What he did to be might not have hurt as much as disgusted me, but it was enough that I do not want him in my life ever again.

“You okay?” Jake asks.

“I’m just getting used to it all.” I nod. “I mean, the museum was my first job straight out of college and my dream job. In fact, I didn’t see myself working in corporate.”

“And now?”

“I can see myself working here.” I shrug.

“So, are you excited to work together?” It’s just a simple question but so full of vulnerability.

As we navigate the maze of desks, Jake finally stops in front of a workstation. "Here's your desk." He gestures toward the sleek setup. "Make yourself at home."

"Thanks." I take in the organized chaos that defines the workspace. It's clear that creativity thrives in this environment.

I take a seat, and he leans against a nearby desk, folding his arms.

"We have a trip to France scheduled next week. This is why your hiring process was so fast, you’re going to need to break the ground running."

“France? Is this the museum project?"

Jake smirks, a playful glint in his eyes. "It is, so I need you to get familiar with everything as soon as possible."

It makes sense, and I appreciate the strategic approach. "Very well. Anything else I should know?"

He straightens up, his gaze lingering on mine. "Yes, to make sure you get a taste of what we are about, you will be assigned a starting client. All you have to do for now is handle the client. Please let me know if you have any questions. I'll be right over there." He points toward his office.

“And what exactly does handling clients mean here?”

“You’ll be expected to entertain them and indulge them on their whims.” He shrugs. With a sheepish grin on his face, he says, “I’m kidding.”

I miss this about us. The playfulness, the fact that one look was enough to know what the other was thinking, what the other needed. I miss my best friend. But I can’t let him hurt me again.

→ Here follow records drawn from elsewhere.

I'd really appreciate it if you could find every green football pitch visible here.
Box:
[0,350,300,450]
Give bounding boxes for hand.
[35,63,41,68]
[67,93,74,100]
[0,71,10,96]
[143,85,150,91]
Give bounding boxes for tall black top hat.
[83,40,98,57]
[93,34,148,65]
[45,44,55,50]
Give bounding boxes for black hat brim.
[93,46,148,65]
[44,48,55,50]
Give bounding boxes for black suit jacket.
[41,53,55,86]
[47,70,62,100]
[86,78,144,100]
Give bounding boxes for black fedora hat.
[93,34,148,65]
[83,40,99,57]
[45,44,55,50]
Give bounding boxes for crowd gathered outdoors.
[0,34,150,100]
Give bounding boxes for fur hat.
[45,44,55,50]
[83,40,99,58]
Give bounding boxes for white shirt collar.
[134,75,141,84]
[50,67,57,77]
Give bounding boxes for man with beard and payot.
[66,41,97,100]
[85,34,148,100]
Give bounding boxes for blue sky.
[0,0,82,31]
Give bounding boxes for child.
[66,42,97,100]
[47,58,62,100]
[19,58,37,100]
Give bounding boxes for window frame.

So, I keep my face blank, and eventually, his smile fades.

“I’m sorry,” he says. “What I meant was you’re expected to make partnerships and evaluate private client work, AKA take each client file and asses what stage we’re at making a sale. Further, we’ll be working on making a tailor-made profile on a client so that we can map their likes and wants and make the next acquisition seamless. That way, we bridge the gap between two sales from an established client by having a portfolio made up for each one of them beforehand.”

“And when new pieces come in, we’ll be able to know who exactly to reach out to first for making a sale.” Sounds like a brilliant idea. It reduces downtime between sales by at least thirty per cent if my estimates are correct.

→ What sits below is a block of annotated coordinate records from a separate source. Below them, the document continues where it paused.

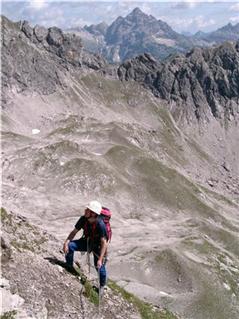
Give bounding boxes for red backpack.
[84,207,112,242]
[100,207,112,242]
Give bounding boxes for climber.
[63,201,109,289]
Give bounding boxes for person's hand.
[63,242,69,254]
[97,259,102,269]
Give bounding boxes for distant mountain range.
[66,8,239,62]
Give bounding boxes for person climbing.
[63,201,109,289]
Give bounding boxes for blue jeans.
[65,238,107,287]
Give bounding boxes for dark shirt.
[91,217,108,252]
[75,216,108,251]
[75,216,87,230]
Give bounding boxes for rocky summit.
[118,42,239,122]
[69,8,239,63]
[1,11,239,319]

He looks faintly impressed. “Exactly. Looks like you’ll have no problem fitting in.”

I don’t know why it happens, but I feel a blush creep through my body at his words. Thankfully, he’s gone before my skin stings and grows hot.

After a full day reading the file and getting familiar with my new workspace, thinking about the trip to France, while trying, and failing, not to think about Jake and how good he looks and how close he is and how great he smells, I return home, exhausted.

Flopping down on the couch, I find my mind consumed by thoughts of Jake yet again. I still can’t believe I agreed to work with him.

The images of that passionate night flash before my eyes, uninvited. It's as if the universe is mocking me.

The memory of our intertwined bodies, the heat between us, his musk as it envelops me. It’s a battle of hurt and desire.

“Ugh.” I lie down on my couch. I can’t keep thinking of my boss, ex-best friend this way. That’ll just make everything way worse.